Ils ont quitté Kiev, la capitale ukrainienne, le 26 février et sont arrivés ce jeudi, à Budapest, en Hongrie. L'artiste de l'Ile-de-Sein Didier-Marie Le Bihan, Tatiana et Emilia racontent cette traversée "épuisante" pour fuir la guerre.
C'est depuis Budapest, en Hongrie, que Didier-Marie Le Bihan donne de ses nouvelles, ce jeudi. Avec sa compagne ukrainienne, Tatiana, et la fille de celle-ci, Emilia, le Breton de l'Ile-de-Sein a fini par quitter Kiev où il était arrivé en octobre.
Dans la capitale hongroise, ils ont trouvé un hôtel où se reposer, laver le peu de vêtements qu'ils ont emportés, dormir surtout, après des nuits sans sommeil. "Nous repartirons demain matin. J'espère que nous serons à Sein en début de semaine prochaine".
"C'était de la folie !"
L'artiste-peintre finistérien évoque un périple "long et épuisant" sur des routes "défoncées" pour parvenir jusqu'en Moldavie. "On a mis seize heures pour faire 400 kilomètres, raconte-t-il. Chaque ville de l'Ukraine que nous avons traversée était sécurisée par l'armée ukrainienne. Mais, une fois sortis, nous étions livrés à nous-mêmes".
Il se souvient des tirs entendus et de cette peur qui ne les lâche pas une seconde. "Dans ces moments-là, Tatiana criait 'davaï, davaï' ("allez, allez") pour que je roule plus vite. C'était de la folie !".
Ce départ de Kiev, il n'a tenu qu'à "un fil" souligne Didier-Marie. Ou plutôt à "un câble d'ascenseur" ajoute-t-il. La veille du 26 février, alors que lui et Tatiana sortent de leur appartement pour faire quelques courses, et notamment des réserves d'eau, ils délaissent les escaliers qu'ils empruntent habituellement pour prendre l'ascenseur.
Quand les portes s'ouvrent, ils tombent nez à nez avec un Français en pleine conversation avec la concierge de l'immeuble. "Il m'entend parler à Tatiana en français, relate Didier-Marie. Il se retourne et me dit qu'il quitte Kiev. Je lui réponds que l'on aimerait bien aussi le faire mais que l'on n'a pas de voiture. Lui en a deux. Il nous en propose une. Voilà comment on a pu fuir la guerre"
"Elle a le sentiment d'abandonner son pays"
Sur la route, les deux voitures roulent en convoi. "Grâce à ce gars, on a réussi à passer tous les check-points, seize au total entre l'Ukraine et la Moldavie".

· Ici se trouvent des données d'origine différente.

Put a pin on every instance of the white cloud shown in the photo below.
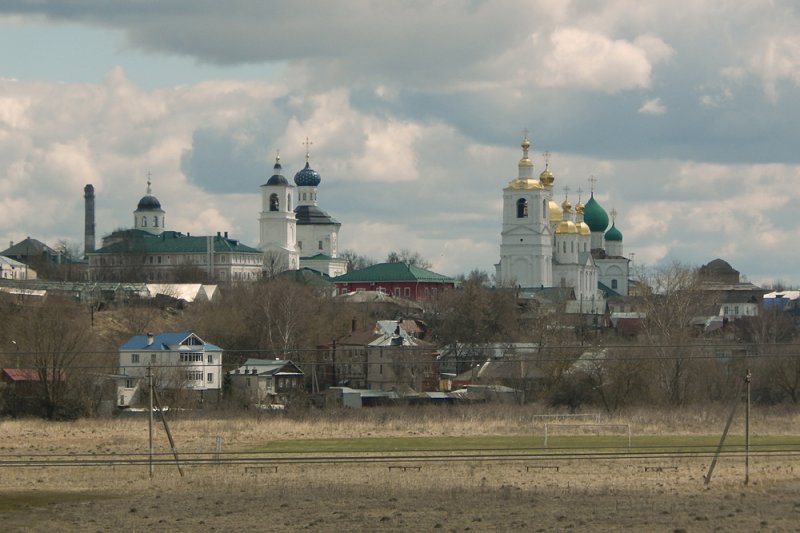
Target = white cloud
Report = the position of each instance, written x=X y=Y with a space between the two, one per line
x=654 y=106
x=581 y=58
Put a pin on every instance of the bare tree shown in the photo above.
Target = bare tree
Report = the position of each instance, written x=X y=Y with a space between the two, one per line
x=672 y=298
x=53 y=339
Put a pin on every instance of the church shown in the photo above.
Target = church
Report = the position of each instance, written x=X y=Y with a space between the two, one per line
x=304 y=236
x=544 y=244
x=149 y=252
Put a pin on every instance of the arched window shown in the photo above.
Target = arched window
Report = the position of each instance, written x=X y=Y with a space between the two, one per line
x=522 y=208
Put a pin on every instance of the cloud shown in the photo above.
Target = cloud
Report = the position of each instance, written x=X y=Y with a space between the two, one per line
x=581 y=58
x=653 y=106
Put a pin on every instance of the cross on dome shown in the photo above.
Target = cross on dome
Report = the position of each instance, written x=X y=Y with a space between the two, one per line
x=592 y=180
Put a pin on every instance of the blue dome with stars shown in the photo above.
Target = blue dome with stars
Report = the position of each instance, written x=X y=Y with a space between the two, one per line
x=308 y=177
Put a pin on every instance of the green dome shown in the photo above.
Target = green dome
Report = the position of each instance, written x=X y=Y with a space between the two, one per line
x=614 y=234
x=594 y=215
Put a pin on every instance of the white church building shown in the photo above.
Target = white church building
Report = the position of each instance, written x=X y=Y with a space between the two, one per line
x=544 y=244
x=304 y=236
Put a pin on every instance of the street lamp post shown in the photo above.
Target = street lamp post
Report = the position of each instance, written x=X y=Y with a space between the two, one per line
x=17 y=347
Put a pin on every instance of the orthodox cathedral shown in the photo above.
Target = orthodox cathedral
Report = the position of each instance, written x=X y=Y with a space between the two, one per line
x=544 y=244
x=301 y=237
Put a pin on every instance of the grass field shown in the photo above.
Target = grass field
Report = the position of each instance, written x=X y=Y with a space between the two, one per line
x=551 y=494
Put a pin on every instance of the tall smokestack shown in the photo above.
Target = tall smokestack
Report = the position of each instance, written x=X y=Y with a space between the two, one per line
x=88 y=196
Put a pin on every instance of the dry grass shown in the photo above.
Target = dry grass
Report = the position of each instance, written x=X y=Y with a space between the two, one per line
x=581 y=495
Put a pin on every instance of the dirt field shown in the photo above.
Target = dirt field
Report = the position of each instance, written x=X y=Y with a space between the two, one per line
x=453 y=496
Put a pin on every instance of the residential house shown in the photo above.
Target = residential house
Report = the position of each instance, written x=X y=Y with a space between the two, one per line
x=385 y=356
x=398 y=279
x=180 y=362
x=15 y=270
x=267 y=381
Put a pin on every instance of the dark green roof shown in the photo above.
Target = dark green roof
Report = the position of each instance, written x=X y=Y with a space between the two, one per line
x=172 y=242
x=391 y=272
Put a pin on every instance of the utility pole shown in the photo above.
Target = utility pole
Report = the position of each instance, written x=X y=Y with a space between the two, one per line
x=747 y=379
x=150 y=417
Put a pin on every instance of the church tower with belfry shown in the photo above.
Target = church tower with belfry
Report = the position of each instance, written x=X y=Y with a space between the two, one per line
x=303 y=236
x=277 y=223
x=544 y=245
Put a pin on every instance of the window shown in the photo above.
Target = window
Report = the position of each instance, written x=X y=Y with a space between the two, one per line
x=522 y=208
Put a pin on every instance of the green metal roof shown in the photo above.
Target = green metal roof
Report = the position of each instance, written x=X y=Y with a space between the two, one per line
x=391 y=272
x=173 y=242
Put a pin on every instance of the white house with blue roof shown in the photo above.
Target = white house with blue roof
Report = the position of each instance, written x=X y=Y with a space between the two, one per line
x=178 y=360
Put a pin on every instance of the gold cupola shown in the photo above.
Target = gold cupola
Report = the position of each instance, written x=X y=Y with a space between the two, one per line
x=566 y=226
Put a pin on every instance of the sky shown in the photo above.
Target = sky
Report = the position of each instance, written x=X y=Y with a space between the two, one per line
x=685 y=111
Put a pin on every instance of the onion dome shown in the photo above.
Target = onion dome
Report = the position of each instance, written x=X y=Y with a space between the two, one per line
x=148 y=201
x=613 y=234
x=566 y=226
x=594 y=215
x=308 y=177
x=555 y=211
x=546 y=177
x=277 y=178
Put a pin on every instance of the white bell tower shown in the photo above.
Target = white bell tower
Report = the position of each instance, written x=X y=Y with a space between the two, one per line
x=278 y=235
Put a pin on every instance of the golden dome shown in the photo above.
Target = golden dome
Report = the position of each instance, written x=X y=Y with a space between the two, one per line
x=524 y=183
x=546 y=177
x=566 y=226
x=555 y=211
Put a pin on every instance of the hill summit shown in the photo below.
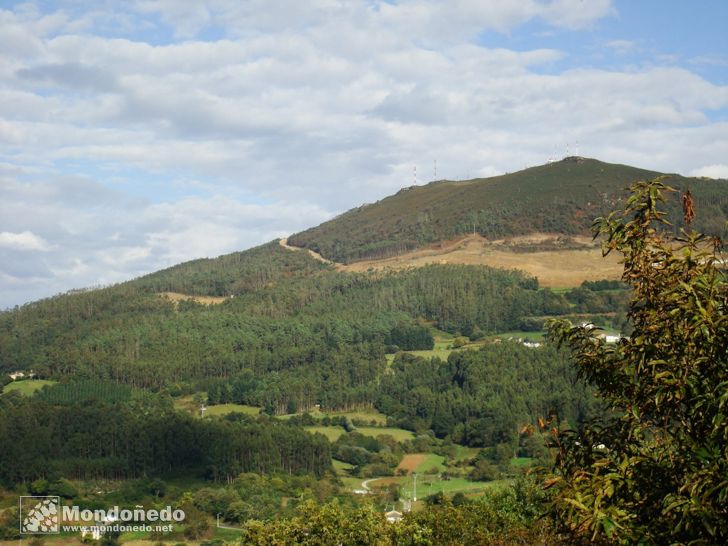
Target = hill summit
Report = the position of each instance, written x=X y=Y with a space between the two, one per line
x=560 y=198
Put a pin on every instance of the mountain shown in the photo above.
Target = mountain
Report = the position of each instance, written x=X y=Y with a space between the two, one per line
x=557 y=198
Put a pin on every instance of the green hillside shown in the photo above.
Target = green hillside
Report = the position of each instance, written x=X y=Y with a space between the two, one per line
x=562 y=197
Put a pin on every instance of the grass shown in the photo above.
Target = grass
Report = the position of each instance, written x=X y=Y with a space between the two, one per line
x=366 y=416
x=422 y=462
x=430 y=485
x=333 y=432
x=398 y=434
x=27 y=387
x=341 y=467
x=463 y=453
x=527 y=336
x=224 y=409
x=521 y=462
x=441 y=350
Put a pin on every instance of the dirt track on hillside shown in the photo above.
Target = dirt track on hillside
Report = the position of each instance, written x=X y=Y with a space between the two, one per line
x=553 y=268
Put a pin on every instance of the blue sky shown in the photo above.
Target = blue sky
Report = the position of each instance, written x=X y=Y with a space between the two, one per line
x=135 y=135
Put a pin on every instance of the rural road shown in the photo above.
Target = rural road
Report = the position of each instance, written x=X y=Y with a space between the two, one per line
x=365 y=484
x=315 y=255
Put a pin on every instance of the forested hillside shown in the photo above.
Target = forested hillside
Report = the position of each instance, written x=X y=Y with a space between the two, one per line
x=561 y=198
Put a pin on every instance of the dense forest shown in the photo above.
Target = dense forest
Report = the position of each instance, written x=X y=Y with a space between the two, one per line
x=561 y=198
x=131 y=434
x=290 y=334
x=306 y=335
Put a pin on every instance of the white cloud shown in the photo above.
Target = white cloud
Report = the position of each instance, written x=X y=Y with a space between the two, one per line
x=621 y=46
x=712 y=171
x=25 y=240
x=124 y=156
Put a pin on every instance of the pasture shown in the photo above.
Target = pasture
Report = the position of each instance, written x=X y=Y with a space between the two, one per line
x=27 y=387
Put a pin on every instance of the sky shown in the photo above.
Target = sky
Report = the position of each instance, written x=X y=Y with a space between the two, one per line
x=139 y=134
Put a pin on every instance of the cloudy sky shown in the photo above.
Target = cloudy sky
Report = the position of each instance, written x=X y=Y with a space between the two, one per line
x=138 y=134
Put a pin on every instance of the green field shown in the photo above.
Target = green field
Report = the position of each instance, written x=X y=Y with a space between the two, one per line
x=463 y=453
x=398 y=434
x=430 y=485
x=27 y=387
x=333 y=432
x=441 y=350
x=521 y=462
x=367 y=415
x=431 y=462
x=526 y=336
x=224 y=409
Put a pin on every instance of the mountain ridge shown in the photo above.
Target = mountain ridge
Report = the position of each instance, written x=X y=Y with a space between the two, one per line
x=562 y=197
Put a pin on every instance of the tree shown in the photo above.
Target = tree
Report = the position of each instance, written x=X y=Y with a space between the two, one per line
x=655 y=471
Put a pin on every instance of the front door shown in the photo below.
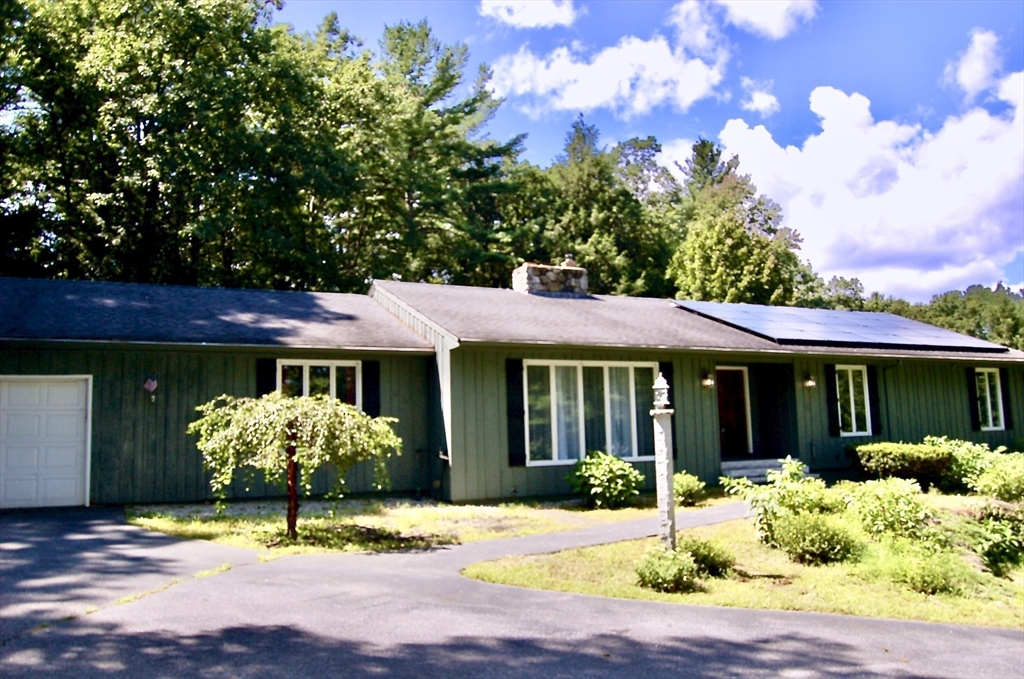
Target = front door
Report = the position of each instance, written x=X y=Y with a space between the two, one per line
x=732 y=413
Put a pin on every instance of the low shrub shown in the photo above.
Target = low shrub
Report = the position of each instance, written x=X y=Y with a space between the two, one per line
x=931 y=571
x=815 y=539
x=787 y=492
x=892 y=506
x=687 y=489
x=924 y=463
x=605 y=480
x=711 y=559
x=1004 y=477
x=968 y=462
x=1000 y=536
x=665 y=570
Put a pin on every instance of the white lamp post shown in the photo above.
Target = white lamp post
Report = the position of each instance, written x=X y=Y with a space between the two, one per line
x=663 y=463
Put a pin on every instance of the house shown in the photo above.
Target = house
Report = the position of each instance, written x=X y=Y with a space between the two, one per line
x=99 y=380
x=498 y=391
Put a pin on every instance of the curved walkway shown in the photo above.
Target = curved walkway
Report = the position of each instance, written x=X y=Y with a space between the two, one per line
x=412 y=614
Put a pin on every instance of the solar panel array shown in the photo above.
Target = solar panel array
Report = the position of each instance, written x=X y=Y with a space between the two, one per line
x=787 y=325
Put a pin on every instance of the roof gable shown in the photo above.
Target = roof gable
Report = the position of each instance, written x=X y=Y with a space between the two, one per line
x=45 y=309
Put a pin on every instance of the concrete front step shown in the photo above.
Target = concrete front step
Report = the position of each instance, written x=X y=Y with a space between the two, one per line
x=755 y=470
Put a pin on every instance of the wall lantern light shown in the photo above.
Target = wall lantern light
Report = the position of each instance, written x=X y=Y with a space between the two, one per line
x=151 y=386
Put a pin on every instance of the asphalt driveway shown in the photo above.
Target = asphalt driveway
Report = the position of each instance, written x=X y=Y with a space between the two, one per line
x=412 y=614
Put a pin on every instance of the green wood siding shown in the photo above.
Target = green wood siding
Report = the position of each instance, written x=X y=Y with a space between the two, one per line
x=918 y=397
x=140 y=452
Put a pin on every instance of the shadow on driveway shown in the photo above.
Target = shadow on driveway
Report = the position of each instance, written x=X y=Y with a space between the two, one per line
x=56 y=563
x=254 y=650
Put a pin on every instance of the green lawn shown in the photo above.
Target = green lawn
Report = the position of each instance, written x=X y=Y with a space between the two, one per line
x=360 y=524
x=763 y=579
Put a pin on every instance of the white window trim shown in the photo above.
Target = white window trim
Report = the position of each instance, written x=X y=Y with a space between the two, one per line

En chemin, la compagne du Finistérien craque. Cet exode, Tatiana n'en veut pas. Elle laisse tout derrière elle. Sa vie à la périphérie de Kiev, ses proches. "Elle a le sentiment d'abandonner son pays. Moi, je voulais qu'elle et sa fille soient en sécurité. J'ai décidé pour elles".
Dans leurs valises, faites à la hâte, il n'y a pas grand chose. "On n'a pas traîné, note l'artiste de l'Ile-de-Sein. On n'a pas perdu de temps à ranger l'appart". Dans les chambres, les lits sont défaits. La vaisselle restera dans l'évier. Il faut partir vite, alors que les bombardements s'abattent sur d'autres quartiers de Kiev.
Durant les heures passées en voiture, Emilia, qui a 12 ans, essaie de garder le contact avec ses amis restés dans la capitale ukrainienne. "Comme tous les autres élèves, elle a reçu une photo de son prof, en treillis et armé d'un fusil, lui disant qu'il gardait l'école" confie Didier-Marie Le Bihan.
"Réfugiés"
Une fois en Moldavie, "et à l'abri", direction la Roumanie. "Là, j'ai vraiment commencé à mieux respirer" remarque le Sénan.
Sur place, ils sont accueillis par des bénévoles roumains. "C'est à ce moment que j'ai pris vraiment conscience que l'on était des réfugiés". Une nuit chez l'habitant puis la route à nouveau pour rejoindre la Hongrie.
A peine à Budapest, Tatiana annonce qu'elle veut rentrer chez elle. "Ses nerfs lâchent, confie Didier-Marie. Du coup, on vient d'aller marcher un peu, on a pris l'air et là, elle se repose".
L'homme a mis en place une cagnotte en ligne pour Tatiana et sa fille. "Car, précise-t-il, malgré la guerre, les factures continuent à arriver, il y a le loyer de l'appartement à payer, etc". De l'argent pour un retour espéré en Ukraine. Et la fin de l'exode.